Душа умершей бабушки еще витает за комодом, но до Земли обетованной рукой подать. Самолеты летают по часам, туда и обратно. Два раза в день. На выходные можно смотаться на Синай, обзавестись новенькими скрижалями, отогреться в горячих песках, на перекладных добраться до Иерусалима и поесть свежей клубники на Махане-Иуда.
Когда Фира хватается за сердце, это серьезно. Покойник во сне – к долгой жизни. У нее маленькие ручки, смешные пальчики с округло выстриженными ногтями, розовыми, с чистой детской лункой. Вы были в Израиле? Вам понравилось? А что там может нравиться, я вас спрашиваю? Она выразительно молчит, укоризненно молчит и смотрит на меня как на идиотку. Она держит паузу, как хорошая актриса.
Действительно, что ТАМ может нравиться? Одни уже съездили и вернулись. Они видели Мертвое море и Иудейскую пустыню, и даже могилу праматери Рахели. Они поставили ей раскладной стульчик у самого Мертвого моря и сказали – смотри. Тяжелая волна подбиралась к ногам, лизала подошвы.
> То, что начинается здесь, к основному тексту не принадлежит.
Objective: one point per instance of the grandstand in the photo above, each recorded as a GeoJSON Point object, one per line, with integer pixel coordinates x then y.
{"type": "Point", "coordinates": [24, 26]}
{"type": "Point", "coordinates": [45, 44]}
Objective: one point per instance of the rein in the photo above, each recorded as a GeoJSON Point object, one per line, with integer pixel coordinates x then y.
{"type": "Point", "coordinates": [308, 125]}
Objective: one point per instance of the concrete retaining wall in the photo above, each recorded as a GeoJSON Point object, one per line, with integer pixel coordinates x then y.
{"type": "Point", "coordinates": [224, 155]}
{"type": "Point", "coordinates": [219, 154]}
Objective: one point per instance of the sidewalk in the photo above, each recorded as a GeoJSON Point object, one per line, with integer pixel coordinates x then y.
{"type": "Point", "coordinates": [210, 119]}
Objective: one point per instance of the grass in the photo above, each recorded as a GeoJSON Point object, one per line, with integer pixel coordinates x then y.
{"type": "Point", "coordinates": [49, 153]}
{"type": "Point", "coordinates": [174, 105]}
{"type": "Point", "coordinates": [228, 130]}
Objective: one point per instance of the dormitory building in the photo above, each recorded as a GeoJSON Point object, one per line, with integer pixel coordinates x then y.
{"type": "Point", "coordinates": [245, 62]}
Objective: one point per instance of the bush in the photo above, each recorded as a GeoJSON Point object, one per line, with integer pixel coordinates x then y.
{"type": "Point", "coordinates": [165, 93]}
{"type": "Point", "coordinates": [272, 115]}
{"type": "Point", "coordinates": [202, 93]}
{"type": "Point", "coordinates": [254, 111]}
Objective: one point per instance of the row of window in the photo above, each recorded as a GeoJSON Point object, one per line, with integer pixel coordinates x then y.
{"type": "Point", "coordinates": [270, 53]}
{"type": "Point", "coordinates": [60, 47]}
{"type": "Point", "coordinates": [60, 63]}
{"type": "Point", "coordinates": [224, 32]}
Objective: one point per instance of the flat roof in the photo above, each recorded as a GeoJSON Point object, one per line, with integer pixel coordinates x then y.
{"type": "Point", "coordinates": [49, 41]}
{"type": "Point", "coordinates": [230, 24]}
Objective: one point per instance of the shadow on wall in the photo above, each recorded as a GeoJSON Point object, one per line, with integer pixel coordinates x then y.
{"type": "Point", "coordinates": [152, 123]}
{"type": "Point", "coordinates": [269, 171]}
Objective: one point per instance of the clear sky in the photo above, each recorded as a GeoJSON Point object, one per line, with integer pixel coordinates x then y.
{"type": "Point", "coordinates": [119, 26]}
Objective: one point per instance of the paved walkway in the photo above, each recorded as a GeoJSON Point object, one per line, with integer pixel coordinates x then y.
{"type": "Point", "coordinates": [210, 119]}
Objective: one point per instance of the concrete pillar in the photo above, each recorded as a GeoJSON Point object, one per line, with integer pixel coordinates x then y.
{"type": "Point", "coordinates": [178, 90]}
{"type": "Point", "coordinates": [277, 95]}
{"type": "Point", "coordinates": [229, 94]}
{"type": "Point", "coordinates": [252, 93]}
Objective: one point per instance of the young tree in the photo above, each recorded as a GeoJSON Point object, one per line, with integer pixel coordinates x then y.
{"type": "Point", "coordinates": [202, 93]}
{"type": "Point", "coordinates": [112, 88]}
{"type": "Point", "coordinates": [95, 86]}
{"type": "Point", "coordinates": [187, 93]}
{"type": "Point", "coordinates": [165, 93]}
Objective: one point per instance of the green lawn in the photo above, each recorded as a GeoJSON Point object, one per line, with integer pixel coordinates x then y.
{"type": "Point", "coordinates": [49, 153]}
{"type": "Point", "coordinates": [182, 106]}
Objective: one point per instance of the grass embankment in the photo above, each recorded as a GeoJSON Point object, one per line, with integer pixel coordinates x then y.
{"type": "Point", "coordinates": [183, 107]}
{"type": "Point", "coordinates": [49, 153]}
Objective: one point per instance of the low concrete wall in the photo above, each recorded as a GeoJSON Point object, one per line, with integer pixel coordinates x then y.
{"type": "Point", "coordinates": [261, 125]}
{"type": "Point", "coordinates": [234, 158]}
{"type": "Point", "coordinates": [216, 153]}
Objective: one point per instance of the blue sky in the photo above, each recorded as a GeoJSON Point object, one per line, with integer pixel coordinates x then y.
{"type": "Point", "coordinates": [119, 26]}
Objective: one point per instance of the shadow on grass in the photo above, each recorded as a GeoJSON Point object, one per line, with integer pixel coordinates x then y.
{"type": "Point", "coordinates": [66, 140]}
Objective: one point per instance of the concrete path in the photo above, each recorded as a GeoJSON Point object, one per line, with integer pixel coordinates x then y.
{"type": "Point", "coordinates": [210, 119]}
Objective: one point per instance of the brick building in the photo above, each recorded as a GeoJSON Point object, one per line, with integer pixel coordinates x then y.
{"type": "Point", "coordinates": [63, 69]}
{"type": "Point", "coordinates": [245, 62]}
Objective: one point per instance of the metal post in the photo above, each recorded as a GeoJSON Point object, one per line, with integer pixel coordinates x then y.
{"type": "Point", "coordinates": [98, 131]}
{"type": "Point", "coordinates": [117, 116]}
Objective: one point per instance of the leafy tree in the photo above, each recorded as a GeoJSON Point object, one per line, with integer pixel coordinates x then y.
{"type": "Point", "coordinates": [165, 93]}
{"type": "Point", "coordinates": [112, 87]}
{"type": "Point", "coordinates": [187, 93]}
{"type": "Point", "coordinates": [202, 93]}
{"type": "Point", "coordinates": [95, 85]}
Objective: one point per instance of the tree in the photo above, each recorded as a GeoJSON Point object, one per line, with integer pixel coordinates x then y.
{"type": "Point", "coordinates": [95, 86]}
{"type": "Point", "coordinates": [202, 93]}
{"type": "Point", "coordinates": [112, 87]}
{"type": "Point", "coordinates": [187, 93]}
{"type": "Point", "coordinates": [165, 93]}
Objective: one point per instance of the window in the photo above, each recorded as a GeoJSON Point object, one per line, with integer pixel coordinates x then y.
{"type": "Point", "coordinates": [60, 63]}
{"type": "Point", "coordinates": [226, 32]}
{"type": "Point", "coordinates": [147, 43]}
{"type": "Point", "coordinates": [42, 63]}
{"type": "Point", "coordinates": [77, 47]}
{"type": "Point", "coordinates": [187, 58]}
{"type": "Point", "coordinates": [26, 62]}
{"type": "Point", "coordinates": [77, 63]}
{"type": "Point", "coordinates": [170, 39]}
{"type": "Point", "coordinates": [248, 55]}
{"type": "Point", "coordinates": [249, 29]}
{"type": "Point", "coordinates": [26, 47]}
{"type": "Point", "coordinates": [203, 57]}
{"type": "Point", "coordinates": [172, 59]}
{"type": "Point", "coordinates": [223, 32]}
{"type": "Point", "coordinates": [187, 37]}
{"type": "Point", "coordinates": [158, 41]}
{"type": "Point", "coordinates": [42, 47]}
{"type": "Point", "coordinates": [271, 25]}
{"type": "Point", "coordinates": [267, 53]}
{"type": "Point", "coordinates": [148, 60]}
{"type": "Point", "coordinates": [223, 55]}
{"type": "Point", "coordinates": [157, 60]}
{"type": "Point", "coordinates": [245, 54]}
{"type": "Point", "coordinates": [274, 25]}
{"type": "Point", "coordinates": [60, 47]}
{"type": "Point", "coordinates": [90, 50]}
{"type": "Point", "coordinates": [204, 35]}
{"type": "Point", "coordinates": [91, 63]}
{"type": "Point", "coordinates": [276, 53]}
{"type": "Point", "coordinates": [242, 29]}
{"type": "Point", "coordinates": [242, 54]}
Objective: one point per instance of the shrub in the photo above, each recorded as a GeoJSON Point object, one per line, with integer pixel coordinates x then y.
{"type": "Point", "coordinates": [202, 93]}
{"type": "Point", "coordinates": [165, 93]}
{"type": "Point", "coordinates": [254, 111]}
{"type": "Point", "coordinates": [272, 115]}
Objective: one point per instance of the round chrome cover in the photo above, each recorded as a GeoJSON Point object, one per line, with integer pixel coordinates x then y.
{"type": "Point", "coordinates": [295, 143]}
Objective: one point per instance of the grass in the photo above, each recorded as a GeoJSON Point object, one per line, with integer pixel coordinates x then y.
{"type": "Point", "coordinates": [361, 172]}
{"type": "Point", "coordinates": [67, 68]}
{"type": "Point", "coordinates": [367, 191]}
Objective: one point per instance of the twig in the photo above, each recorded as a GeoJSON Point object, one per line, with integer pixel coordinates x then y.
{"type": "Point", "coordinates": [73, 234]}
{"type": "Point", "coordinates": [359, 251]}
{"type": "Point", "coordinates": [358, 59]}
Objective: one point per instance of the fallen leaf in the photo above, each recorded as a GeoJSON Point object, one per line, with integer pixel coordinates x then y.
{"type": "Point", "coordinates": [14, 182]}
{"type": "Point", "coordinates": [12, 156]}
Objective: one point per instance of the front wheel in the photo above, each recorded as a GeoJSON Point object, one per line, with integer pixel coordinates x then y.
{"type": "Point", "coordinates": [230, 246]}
Фира зачерпнула воды и поморщилась. Зачем столько соли? Разве мало соли в ее глазах?
В супермаркете Фира нюхает хлеб и медленно толкает тележку. Нет радости в ее сердце. Покой есть, а радости нет. Каждый год она вычеркивает номера из коричневой записной книжки, похожей на амбарную. Алё, ну, что у вас? Фира хорошо сидит, на сквознячке, – она вздыхает и листает книжку. Раньше надо было крутить диск, а теперь кнопочки – она шевелит губами и набирает номер. Как жизнь? Хороший вопрос. Ей столько надо рассказать. Во-первых, катаракта. Тут одной, восемьдесят четыре, не сглазить бы, так она после операции села в машину и рванула в Хайфу. К морю. Да, это таки медицина, – Фира пожимает плечами и громко ругает врачей, – разве это врачи? Чуть что, сразу – резать! Можно подумать, она за этим ехала.
А в старых домах все как было. Трамвайную линию снесли, но горячее еще подают после закусок. Столы раздвигаются, всем хватает места. У нее маленькие пальчики, сладкие, будто посыпанные сахарной пудрой. Они проворно сметают крошки, ворочают пудовые сковородки и раскатывают тесто. Влажный ноздреватый лист, он липнет к рукам, будто ляжка молодой женщины. Ночью тесто вздыхает на подоконнике и беседует с Фириным фикусом, который разросся до неприличия, но выбросить рука не подымается. Так же, как громоздкий секретер, розовый абажур и пятнадцать вазочек из чешского стекла.